31 jul, 2019 • 11:01
A memória de iniciativas de debate da Sociedade Brasileira para o Progresso da Ciência – SBPC a propósito do Centro de Lançamentos de Alcântara, da política espacial brasileira e dos direitos dos Quilombolas de Alcântara poderia constituir-se em material para vários livros condensando os conteúdos abordados em mesas, conferências e moções; soma-se ainda o Grupo de Trabalho que funcionou nos anos 2000/2001 no âmbito da SBPC. Aqui situam-se os eventos organizados durante a 64ª Reunião Anual da SBPC realizada na Universidade Federal do Maranhão, (entre 22 e 27 de julho de 2012) e dessa agenda científica constaram: Conferência: “A Base Espacial e as comunidades quilombolas de Alcântara”, Conferencista: Danilo da Conceição Serejo Lopes (MABE-Alcântara) e Apresentador: Alfredo Wagner (UEA).
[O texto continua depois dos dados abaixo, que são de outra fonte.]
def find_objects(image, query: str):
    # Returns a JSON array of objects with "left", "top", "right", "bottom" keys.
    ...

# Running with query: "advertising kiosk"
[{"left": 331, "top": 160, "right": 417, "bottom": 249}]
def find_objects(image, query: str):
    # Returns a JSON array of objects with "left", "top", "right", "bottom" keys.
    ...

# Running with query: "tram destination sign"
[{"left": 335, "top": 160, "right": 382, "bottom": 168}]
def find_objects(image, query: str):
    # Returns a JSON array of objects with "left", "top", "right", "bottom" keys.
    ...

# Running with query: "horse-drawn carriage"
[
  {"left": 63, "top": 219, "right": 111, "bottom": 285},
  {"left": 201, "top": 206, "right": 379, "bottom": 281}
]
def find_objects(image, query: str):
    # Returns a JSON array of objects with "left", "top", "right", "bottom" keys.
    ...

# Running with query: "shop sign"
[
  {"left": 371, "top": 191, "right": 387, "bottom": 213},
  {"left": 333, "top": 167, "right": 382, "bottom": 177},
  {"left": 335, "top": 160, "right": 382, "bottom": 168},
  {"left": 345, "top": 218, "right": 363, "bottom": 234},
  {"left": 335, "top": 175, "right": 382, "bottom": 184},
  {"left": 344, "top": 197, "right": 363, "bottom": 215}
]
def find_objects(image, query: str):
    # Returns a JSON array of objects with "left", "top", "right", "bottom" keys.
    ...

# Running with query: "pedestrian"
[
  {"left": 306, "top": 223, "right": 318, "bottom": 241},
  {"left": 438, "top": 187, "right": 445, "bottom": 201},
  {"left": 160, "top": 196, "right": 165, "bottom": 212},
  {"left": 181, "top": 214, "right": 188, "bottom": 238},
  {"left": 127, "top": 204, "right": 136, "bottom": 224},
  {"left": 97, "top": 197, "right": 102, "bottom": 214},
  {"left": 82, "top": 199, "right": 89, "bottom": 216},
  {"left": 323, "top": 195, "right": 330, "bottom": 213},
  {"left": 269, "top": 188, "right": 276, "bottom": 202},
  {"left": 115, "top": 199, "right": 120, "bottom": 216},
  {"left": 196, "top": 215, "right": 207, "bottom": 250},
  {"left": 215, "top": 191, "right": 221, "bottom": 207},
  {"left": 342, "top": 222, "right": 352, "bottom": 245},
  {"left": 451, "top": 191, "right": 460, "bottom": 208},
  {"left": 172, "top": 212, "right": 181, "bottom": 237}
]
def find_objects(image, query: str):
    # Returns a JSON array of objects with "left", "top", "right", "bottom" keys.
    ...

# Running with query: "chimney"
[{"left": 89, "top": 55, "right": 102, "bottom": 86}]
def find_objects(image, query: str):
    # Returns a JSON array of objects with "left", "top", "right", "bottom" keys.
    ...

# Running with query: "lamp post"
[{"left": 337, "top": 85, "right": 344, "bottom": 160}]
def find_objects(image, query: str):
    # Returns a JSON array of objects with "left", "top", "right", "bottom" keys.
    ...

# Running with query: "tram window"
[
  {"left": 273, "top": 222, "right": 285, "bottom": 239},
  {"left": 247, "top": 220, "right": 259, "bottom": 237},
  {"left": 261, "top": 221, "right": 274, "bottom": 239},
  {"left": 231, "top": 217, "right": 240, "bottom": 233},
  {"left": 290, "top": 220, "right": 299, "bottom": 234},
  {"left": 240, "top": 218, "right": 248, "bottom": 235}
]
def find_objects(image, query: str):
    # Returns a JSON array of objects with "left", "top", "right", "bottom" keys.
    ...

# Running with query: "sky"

Mesa Redonda: Benefícios econômicos e sociais da Base de Alcântara para o Maranhão: Para quem e quando? Coordenador: Natalino Salgado Filho (UFMA) Participantes: José Raimundo Braga Coelho (AEB), Raimundo Soares do Nascimento (PMA) e Sr. Leonardo dos Anjos (MABE-Alcântara) Conferência: Mesa-Redonda: “Tecnologias Estratégicas para o Programa Espacial Brasileiro – PEB: Oportunidades para as Universidades e Institutos de Pesquisas (IPS)”. Coordenador: Thyrso Villela Neto (INPE) Participantes: Celio Costa Vaz (SBF) e José Renan de Medeiros (UFRN). Mesa-Redonda: “Povos e Comunidades Tradicionais atingidos por projetos militares”. Coordenador: Cíntia Beatriz Muller (UFBA) Participantes: Deborah Duprat (PGR) e Alfredo Wagner Berno de Almeida (UEA).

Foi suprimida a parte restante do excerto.